28 N.W.2d 34 | Iowa | 1947
In Carlton v. Grimes,
By a petition and amendment thereto, that occupies some thirty-five printed pages in the record, citizen Plank sought an injunction against the defendant state treasurer to permanently restrain him from collecting the motor-vehicle fuel tax provided for in chapter 324, Code, 1946, on the ground that the law violates the due process clause contained in the Fourteenth Amendment to the Constitution of the United States, and denies to him and other citizens who purchase gasoline the equal protection of the laws, as guaranteed by sections 6 and 9 of Article I, and section 30 of Article III of the Constitution of Iowa. The trial court sustained the treasurer's motion to dismiss plaintiff's petition and plaintiff appeals from the judgment entered upon his election.
[1] I. No good purpose would be served by attempting to arrange the multitude of propositions urged by plaintiff so as to treat all of them in detail. They are all based on the idea that the tax is on property. It is useless to press upon the attention of courts propositions which have been met over and over again by the courts with the uniform result upholding the validity of such laws as imposing excise taxes. The Iowa law is a use-tax law, laying an excise upon the use of fuel for the propulsion of vehicles on the highways of this state. More than ten years ago Mr. Justice Cardozo, of the Supreme Court of the United States, in the case of Henneford v. Silas Mason Co.,
"A tax upon the privilege of use * * * is now an impost so common that its validity has been withdrawn from the arena of debate."

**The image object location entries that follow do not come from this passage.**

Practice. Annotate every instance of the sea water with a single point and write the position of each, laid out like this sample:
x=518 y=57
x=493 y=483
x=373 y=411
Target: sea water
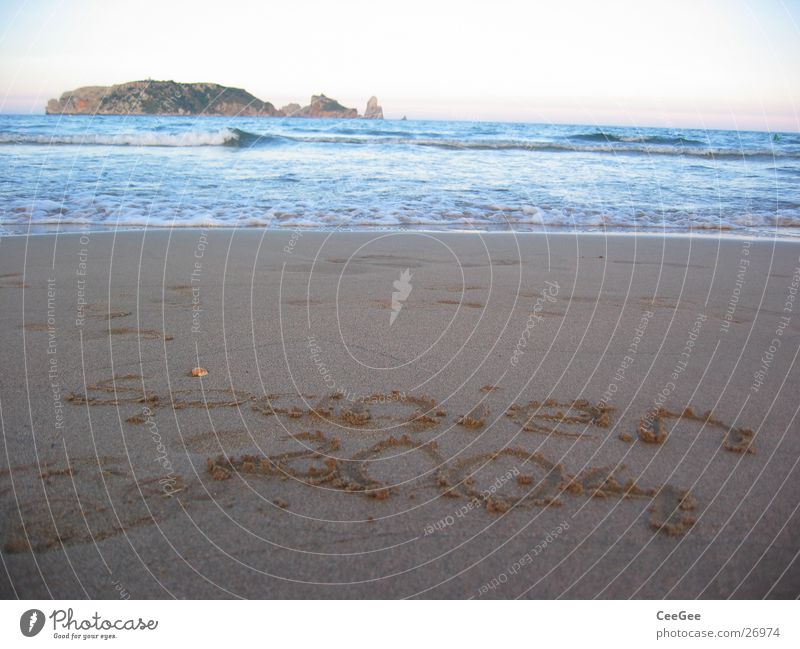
x=71 y=173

It is enough to state that plaintiff first argues that the law imposes a property tax and as such it violates the constitutional provisions named, in that the tax is on a gallonage *597
basis rather than on the basis of value; that the exemption provisions (for nonhighway uses) are arbitrarily discriminating; and that the method of apportioning a part of the tax collected constitutes the taking of tax money from one taxing district and using it for the benefit of other districts, thereby denying equal protection of the laws. The entire argument is unsound because the first premise is wrong. The law does not impose a property tax. In 1934 the Supreme Court of the United States held the Iowa motor-vehicle fuel-tax law was not a property tax. In the case of Monamotor Oil. Co. v. Johnson,
"The appellant insists that the tax is a direct tax on motor vehicle fuel imported. The court below concluded that the law laid an excise upon the use of fuel for the propulsion of vehicles on the highways of the state. The [Iowa] state officials have administered the tax on this theory. We think this the correct view. The levy is not on property but upon a specified use of property."

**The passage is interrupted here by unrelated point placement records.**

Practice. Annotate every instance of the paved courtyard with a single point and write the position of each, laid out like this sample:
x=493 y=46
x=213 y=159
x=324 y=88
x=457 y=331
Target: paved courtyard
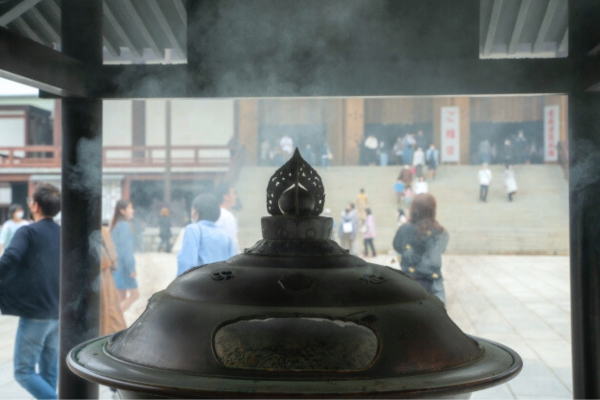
x=520 y=301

In State v. City of Des Moines,
"* * * the license fee or tax imposed upon users of motor vehicle fuel is not a tax on property but an excise tax, so say all the authorities." (Citing many cases, including the Monamotor Oil Company case, supra.)
While the Iowa motor-vehicle fuel-tax law has been amended since the decisions in the above cases, the amendments have not changed the character of the law as a tax upon the use of motor-vehicle fuel for the propulsion of vehicles on the highways of the state. As an excise tax, to be paid by users of motor-vehicle fuel to propel vehicles on the highways of this state, the law operates with uniformity upon all within the class, and the equality and due process provisions of the state and federal constitutions are satisfied. Plaintiff does not seem to argue *598 otherwise. Indeed, to so argue at this late date one would be wading upstream against a torrent of decisions from courts of final authority from nearly every jurisdiction in the United States. Plaintiff pounces upon one statement in the Carlton v. Grimes case, supra, and argues that by this statement the Iowa motor-vehicle fuel tax has been changed from an excise tax to a property tax. In that opinion, at page 943 of 237 Iowa, page 899 of 23 N.W.2d, we said:
"While the four-cent charge per gallon of gasoline or motor-vehicle fuel is spoken of as a license fee, it is clear that the statute providing for it was never intended as a license measure in the true sense. It was intended largely as a revenue measure and not for the sole purpose of regulation. Its purpose and effect is that of a tax law."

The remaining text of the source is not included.